Continued from this article here. Why? So we could add more pictures.
“Kitimat Community Services has really come into this with the food share program being the crisis intervention and the first step to ending poverty in Kitimat, and as much as we don’t want to know that there is poverty in Kitimat, there is. There is a lot of people coming to the community who are not employed, looking for employment because they have heard Kitimat’s a boom town. That’s not the case for a lot of the guys who are not skilled labourers and who don’t have a trade,” said MacDonald.
She said to find work in Kitimat right now; a person has to have a trade. This does not help people who have sold everything to move here. They also find Kitimat no longer has the $450 a month rent. Rents are in the $1200 range. Even local residents who are on social assistance are being hit hard as their rents are doubling and tripling.
“Food Share came out of that need, realizing families are not getting enough fresh fruit and vegetables to feed their children proper nutritious meals. That would be the crisis intervention to ending poverty in Kitimat,” said MacDonald.

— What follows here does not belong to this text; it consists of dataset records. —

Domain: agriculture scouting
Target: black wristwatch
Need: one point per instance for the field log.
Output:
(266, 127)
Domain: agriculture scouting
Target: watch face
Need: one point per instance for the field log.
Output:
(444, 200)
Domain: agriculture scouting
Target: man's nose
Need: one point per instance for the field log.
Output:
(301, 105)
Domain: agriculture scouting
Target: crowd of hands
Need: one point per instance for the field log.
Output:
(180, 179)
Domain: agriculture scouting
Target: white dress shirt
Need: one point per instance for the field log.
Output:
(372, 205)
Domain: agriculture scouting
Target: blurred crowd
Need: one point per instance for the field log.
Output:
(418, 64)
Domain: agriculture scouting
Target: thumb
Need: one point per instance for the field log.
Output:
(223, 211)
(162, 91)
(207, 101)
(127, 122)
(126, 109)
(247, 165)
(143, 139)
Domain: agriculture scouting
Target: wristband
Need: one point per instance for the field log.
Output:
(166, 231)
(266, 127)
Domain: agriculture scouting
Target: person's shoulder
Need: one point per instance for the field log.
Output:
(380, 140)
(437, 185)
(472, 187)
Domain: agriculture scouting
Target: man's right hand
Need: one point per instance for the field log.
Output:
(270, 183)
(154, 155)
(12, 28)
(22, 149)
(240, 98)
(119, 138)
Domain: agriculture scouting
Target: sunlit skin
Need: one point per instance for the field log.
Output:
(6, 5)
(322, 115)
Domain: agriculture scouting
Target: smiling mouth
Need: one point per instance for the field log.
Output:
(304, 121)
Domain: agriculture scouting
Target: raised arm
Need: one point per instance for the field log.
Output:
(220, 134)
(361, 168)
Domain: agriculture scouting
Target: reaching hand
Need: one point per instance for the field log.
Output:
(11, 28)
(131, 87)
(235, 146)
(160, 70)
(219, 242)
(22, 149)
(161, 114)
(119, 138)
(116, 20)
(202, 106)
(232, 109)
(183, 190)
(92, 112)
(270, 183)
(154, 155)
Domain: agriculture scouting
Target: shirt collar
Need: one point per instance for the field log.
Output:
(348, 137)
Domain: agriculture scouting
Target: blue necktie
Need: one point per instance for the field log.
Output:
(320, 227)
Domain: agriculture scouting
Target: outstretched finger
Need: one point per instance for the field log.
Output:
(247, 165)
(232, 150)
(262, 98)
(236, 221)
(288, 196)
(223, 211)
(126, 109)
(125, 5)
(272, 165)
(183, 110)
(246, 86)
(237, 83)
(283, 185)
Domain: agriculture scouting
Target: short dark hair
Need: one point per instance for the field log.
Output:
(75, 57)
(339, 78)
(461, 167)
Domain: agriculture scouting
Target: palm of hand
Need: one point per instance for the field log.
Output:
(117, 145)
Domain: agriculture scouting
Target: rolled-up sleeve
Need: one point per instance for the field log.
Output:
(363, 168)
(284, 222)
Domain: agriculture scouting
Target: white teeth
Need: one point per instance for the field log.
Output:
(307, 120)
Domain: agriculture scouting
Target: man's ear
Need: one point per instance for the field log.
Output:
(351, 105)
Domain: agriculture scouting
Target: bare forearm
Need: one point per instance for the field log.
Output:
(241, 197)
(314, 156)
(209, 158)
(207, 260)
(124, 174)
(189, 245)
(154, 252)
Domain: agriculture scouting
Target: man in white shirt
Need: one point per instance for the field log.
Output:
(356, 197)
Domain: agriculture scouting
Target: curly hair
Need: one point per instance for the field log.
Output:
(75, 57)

The goal is to end poverty in Kitimat, through opening a farmer’s market and opening a community garden. Future projects might include a community kitchen, low cost cooking or canning and preserving. Things which will allow people to become included in the community while learning how to feed their families nutritious meals while spending less money then buying packaged foods.
As the final hour drew to a close, the organizers asked each booth how well they did. Together, almost $9000 was spent at the market.
“I am really excited that the community has supported this event,” said MacDonald.
Lynette Turner with Jaida Turner and Nicolis Smith provided sculptures for children to paint.